Baumann was superb in 2019, graduating from High-A Frederick (3.83 ERA, 2.34 FIP in 54 innings) to Double-A Bowie and continuing to produce (2.31 ERA, 2.63 FIP in 70 innings). It helped that in his fifth start with Bowie, he threw a nine-inning no-hitter, with 10 strikeouts and two walks. It’s no surprise that director of pitching Chris Holt (who has since become the major-league pitching coach) told MASN after the 2019 season that Baumann “really began to put his game together” after joining the Baysox.
One concern: Last August at the Orioles’ alternate training site, Baumann was shut down with a right flexor strain in his elbow. The injury didn’t require surgery, but it did end his season. He has told reporters he’s fine, though, so barring a setback or another pandemic-shortened season, he should find himself in Baltimore at some point in 2021.

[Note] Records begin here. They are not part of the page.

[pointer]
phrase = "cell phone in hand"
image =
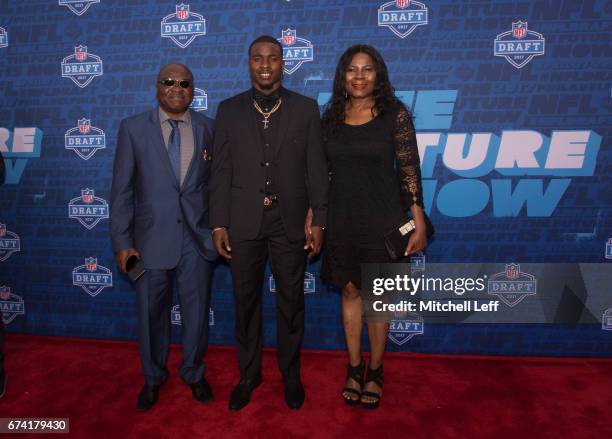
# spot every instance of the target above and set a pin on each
(134, 268)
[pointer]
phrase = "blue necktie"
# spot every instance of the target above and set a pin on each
(174, 148)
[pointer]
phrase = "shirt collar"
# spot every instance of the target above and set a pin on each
(163, 117)
(266, 102)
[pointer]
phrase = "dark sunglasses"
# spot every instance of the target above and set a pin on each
(169, 82)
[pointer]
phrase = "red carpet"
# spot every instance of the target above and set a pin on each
(95, 383)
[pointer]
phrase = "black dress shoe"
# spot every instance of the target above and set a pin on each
(147, 398)
(2, 384)
(241, 395)
(201, 391)
(294, 394)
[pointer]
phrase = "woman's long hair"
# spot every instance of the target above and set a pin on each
(384, 94)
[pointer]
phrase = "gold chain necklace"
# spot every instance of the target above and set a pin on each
(267, 115)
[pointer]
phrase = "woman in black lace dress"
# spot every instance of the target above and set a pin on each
(375, 179)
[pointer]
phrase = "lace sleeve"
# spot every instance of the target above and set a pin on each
(408, 163)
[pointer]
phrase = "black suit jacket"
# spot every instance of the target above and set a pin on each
(2, 170)
(238, 175)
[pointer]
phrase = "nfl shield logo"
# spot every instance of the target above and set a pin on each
(182, 11)
(519, 29)
(87, 195)
(513, 270)
(84, 125)
(80, 53)
(288, 36)
(91, 264)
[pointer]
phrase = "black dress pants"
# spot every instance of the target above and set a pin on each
(288, 262)
(1, 347)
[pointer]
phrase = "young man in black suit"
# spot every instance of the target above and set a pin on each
(268, 197)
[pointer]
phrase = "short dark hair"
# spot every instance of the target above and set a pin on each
(266, 39)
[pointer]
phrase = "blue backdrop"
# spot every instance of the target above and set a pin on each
(511, 100)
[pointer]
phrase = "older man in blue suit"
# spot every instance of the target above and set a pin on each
(159, 212)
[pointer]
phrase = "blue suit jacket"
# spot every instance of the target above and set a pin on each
(148, 208)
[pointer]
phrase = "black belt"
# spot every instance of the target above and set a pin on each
(269, 200)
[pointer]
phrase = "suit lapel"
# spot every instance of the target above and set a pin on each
(285, 118)
(250, 119)
(156, 138)
(198, 146)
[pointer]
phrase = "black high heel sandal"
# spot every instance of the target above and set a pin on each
(375, 376)
(356, 373)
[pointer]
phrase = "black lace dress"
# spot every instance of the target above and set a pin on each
(375, 178)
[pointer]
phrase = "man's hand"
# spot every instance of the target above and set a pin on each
(316, 241)
(308, 229)
(416, 243)
(123, 255)
(221, 242)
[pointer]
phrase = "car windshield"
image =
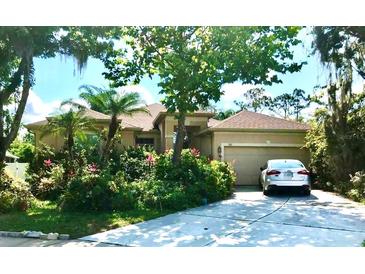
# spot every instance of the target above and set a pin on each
(286, 164)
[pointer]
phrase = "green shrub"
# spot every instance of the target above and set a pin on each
(97, 191)
(357, 191)
(15, 194)
(24, 150)
(135, 164)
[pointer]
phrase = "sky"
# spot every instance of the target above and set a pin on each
(57, 79)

LHPs Zac Lowther and Alexander Wells
Let’s group these two together for a few reasons. Both bespectacled southpaws, they’re friends who roomed together during their time with the Baysox. They also rank among the O’s top 20 prospects; per MLB Pipeline, Lowther is No. 11 and Wells is No. 19. Additionally, their fastballs max out somewhere in the high-80s to low-90s, forcing them to get by with some combination of deception and finesse. You know, the whole crafty lefty thing.
In the case of the 24-year-old Lowther, his sneaky delivery and long extension pair well with his high-spin fastball. He has succeeded at every level of the minors besides Triple-A, where he hasn’t appeared yet, and has never posted an ERA higher than 2.55 or a FIP above 3.17. Wells, who turns 24 in late February, relies even more on pinpoint command and effective pitch-mixing, as he doesn’t have the advantage of Lowther’s fastball. As always, a pitcher without high strikeout totals attracts plenty of skepticism, which leads to Wells being the bigger question mark.
INF Rylan Bannon
Arguably more than anyone else on this list, Bannon was hurt by the truncated 2020 season; he was forced to wait a year to make his big-league debut. He is the only one of the six highlighted prospects in this piece with Triple-A experience. Plus, as someone with some pop in his bat and who has the versatility to play both second base and third base, he could have been an alternative for the big-league team at either spot, where the O’s didn’t see much production last season.
Bannon, 24, is still on the cusp of the majors but some new faces have joined the infield mix. Rio Ruiz is still around as an option at third base, and now Yolmer Sánchez and Jahmai Jones have entered the second base competition. Like Bannon, Sánchez can also play third.
The O’s high minors are not yet stocked with promising infield prospects, but things are improving. Bannon and now Jones should infuse some youth into an O’s infield that could really use it.
Weighted runs created plus (wRC+) is an offensive metric in which 100 is the league average and every point above 100 is a percentage point above league average. Fielding independent pitching (FIP) estimates what a pitcher’s ERA would be with average results on balls in play.